Consumers can verify that goods purchased at Hong Kong International Airport are not counterfeit.
But to improve the traceability of goods from production to purchase, GS1 Hong Kong also assigned RFID tags to each product, and installed RFID smart kiosks at airport retailer Travelcare Express, operated by Nuance Watson. Customers can scan the RFID label on any product at the duty-free shop, then track that item through critical points along the supply chain.
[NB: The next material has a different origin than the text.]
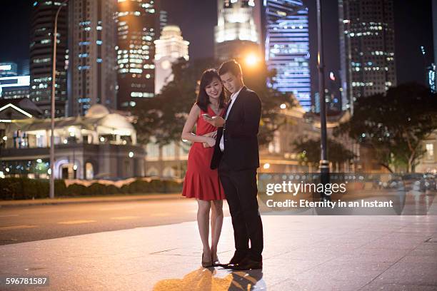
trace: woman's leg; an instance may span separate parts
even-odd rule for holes
[[[199,208],[197,210],[197,225],[201,240],[204,245],[204,256],[211,257],[211,248],[209,247],[209,209],[211,203],[207,200],[197,200]],[[202,260],[208,261],[208,260]]]
[[[220,239],[220,234],[221,233],[221,226],[223,225],[223,200],[212,200],[211,208],[211,250],[213,255],[213,260],[216,260],[217,259],[217,246],[218,245],[218,240]]]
Anna Lin, GS1 Hong Kong's chief executive, says the country is well known as a shoppers' paradise, but consumers must have confidence in the integrity of retailers' leading brands. "The product authentication solution provides a trusted channel for participating companies to deliver product quality information to consumers," she says. "It allows consumers to distinguish between genuine products and fakes. Moreover, it enables retailers to protect their supply chains from counterfeit products, and ensure the integrity of their brand names. In the long term, these efforts will help enhance Hong Kong's reputation for providing authentic goods at a reasonable price."

GS1 Hong Kong chose RFID because it can be used to capture the data necessary for conducting track-and-trace applications with little human labor and few errors. It then sought support from four companies representing different roles in the supply chain, including Hong Kong-based Chinese medicine manufacturer Po Sum On Medicine Factory, traditional Chinese ingredient supplier First Edible Nest, health supplement supplier Comvita and retailer Nuance Watson, which runs Travelcare Express stores at airports.